How can we change society and the culture into one that is beautiful, is just and is built on family and true community? I say, that if we wish to change society we look to ourselves first so that we become the people who are transformed in Christ and show him to others by our actions and interactions. Society is network of personal interactions, and we change society, therefore by changing the way we interact with others.
Only God’s grace can do this for us, and it is by prayer, or more precisely, by worship of God that we encounter Christ in such a way that it can happen. When we can be one of those people, then people will be drawn to the Church through us and join us. To the degree that anyone is participating in the divine nature and showing people the transfigured Christ in their daily lives, he is someone who, by grace, will relate to others in properly ordered love. This is what attracts people to the faith. Economic interactions ought to be personal and loving as much as any other in a good society. In the sphere of economics this is how the principle of superabundance is invoked that creates prosperity for society. This is the secret for the creation for wealth.
Benedict XVI describes this ideal for personal interactions in economic activity in his encyclical, Caritas in veritate. It is a network of such personal interactions that in aggregate form a free society and the free economy described by John Paul II in Centesimus annus.
Benedict describes how Christians are transformed in Christ in this life by degrees and by grace – transfigured and participating in the divine nature – through a personal encounter with God in the Eucharist.

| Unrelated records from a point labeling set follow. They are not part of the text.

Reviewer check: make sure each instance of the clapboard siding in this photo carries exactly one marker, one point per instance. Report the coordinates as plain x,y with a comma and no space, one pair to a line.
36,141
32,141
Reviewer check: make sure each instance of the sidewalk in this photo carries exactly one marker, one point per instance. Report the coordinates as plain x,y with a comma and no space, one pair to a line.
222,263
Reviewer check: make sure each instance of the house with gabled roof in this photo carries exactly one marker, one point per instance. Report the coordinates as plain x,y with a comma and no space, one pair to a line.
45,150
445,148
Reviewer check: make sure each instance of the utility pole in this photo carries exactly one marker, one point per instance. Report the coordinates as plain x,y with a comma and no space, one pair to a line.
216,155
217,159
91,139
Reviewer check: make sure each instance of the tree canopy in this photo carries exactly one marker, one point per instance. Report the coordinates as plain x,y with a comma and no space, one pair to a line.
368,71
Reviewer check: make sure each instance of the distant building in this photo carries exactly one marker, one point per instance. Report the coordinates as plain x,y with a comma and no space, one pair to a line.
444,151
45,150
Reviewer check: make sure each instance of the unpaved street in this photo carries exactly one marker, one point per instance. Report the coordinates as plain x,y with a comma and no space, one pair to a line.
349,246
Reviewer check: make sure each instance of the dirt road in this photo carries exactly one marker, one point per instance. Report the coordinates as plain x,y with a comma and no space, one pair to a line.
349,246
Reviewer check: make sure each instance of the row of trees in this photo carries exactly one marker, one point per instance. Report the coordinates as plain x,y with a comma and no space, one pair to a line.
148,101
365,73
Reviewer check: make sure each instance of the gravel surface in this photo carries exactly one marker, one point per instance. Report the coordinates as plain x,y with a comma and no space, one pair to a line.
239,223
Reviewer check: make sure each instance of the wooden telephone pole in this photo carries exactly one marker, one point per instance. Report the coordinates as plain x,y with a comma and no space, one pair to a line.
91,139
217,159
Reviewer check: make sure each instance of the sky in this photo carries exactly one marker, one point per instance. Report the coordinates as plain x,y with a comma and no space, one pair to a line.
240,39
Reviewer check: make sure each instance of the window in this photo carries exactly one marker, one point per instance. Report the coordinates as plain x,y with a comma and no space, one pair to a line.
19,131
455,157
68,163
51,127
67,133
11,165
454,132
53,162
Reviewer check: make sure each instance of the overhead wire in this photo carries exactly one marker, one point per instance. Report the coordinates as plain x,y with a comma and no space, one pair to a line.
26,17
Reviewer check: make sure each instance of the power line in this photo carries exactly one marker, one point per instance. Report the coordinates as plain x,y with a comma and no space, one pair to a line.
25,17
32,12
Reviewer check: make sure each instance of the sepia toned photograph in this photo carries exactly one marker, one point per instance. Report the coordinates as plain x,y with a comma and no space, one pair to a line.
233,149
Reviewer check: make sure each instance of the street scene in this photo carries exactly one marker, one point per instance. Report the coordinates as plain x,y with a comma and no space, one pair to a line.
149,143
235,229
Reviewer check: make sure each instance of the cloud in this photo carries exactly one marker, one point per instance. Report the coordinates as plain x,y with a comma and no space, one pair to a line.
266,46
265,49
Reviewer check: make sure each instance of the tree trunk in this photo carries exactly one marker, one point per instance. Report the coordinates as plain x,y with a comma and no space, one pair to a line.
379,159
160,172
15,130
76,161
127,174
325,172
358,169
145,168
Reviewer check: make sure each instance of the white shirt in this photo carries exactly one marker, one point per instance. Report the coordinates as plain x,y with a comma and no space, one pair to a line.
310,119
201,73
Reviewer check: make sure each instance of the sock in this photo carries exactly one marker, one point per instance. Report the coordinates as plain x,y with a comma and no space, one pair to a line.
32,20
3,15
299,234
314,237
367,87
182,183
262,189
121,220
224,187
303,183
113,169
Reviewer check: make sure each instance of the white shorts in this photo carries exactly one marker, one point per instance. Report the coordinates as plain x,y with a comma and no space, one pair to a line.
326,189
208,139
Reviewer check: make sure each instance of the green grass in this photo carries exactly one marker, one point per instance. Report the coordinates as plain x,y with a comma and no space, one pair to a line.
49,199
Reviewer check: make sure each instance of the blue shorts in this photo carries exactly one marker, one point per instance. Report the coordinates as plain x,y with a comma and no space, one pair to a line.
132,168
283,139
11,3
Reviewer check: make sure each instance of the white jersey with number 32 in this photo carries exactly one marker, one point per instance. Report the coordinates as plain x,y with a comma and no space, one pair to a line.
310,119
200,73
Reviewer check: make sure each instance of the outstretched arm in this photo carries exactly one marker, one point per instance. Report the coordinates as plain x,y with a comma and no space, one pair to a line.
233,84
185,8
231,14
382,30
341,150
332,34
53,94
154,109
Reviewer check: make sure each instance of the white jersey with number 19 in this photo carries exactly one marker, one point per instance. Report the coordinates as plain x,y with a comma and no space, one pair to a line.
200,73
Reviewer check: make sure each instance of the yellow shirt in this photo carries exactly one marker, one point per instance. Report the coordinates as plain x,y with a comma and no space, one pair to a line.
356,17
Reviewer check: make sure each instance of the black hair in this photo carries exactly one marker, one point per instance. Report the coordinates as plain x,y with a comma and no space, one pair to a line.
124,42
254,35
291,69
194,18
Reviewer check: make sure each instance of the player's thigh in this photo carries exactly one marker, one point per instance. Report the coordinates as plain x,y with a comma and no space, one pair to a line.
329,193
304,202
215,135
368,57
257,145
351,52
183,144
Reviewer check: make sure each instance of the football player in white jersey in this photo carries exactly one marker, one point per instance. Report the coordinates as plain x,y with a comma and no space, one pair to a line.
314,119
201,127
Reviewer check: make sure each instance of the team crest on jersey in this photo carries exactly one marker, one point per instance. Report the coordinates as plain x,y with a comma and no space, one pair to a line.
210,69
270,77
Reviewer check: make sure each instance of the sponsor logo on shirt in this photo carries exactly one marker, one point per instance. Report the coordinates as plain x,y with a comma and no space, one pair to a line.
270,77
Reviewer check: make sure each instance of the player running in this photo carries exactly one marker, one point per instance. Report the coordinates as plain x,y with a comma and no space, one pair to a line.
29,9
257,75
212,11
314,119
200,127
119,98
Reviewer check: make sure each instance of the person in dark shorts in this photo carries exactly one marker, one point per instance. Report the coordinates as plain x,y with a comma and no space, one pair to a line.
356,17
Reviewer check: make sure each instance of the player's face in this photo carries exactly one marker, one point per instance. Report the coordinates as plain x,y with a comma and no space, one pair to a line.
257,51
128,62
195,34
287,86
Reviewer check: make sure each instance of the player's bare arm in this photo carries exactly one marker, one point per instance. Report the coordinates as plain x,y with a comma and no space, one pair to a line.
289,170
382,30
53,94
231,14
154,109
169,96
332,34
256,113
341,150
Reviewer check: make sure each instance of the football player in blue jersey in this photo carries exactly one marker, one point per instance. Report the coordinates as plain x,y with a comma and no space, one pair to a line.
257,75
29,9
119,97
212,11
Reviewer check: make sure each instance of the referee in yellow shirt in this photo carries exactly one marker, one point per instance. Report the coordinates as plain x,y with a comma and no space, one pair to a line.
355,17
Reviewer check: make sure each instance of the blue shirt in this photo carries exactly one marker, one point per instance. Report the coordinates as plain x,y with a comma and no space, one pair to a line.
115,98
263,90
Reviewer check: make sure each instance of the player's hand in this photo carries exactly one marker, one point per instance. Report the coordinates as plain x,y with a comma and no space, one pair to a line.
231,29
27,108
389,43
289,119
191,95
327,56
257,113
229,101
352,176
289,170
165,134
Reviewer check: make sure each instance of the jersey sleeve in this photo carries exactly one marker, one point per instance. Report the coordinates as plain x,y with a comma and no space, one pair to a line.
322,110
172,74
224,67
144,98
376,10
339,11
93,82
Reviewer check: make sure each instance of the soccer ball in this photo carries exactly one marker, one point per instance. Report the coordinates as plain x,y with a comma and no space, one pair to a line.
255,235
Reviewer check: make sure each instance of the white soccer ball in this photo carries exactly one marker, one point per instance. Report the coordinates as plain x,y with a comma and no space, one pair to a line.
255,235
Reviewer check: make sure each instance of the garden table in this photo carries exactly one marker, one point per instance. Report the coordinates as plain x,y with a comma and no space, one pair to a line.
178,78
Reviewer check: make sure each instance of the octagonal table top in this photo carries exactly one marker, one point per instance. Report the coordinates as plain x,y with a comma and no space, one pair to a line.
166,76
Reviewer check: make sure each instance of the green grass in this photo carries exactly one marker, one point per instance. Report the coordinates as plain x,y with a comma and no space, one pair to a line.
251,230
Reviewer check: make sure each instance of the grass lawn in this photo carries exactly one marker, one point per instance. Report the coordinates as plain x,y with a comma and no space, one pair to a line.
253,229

To the degree that human relationships are driven by concern for the other person, they are in accordance with the Trinitarian dynamic of love that is the model for the loving component of personal relationships. When this Love is present it is always superabundant. Love is superabundant – fruitful without measure – because of the generosity of God who can give beyond all limitations and creates out of nothing. It is by this principle that wealth is generated in properly ordered economic transactions.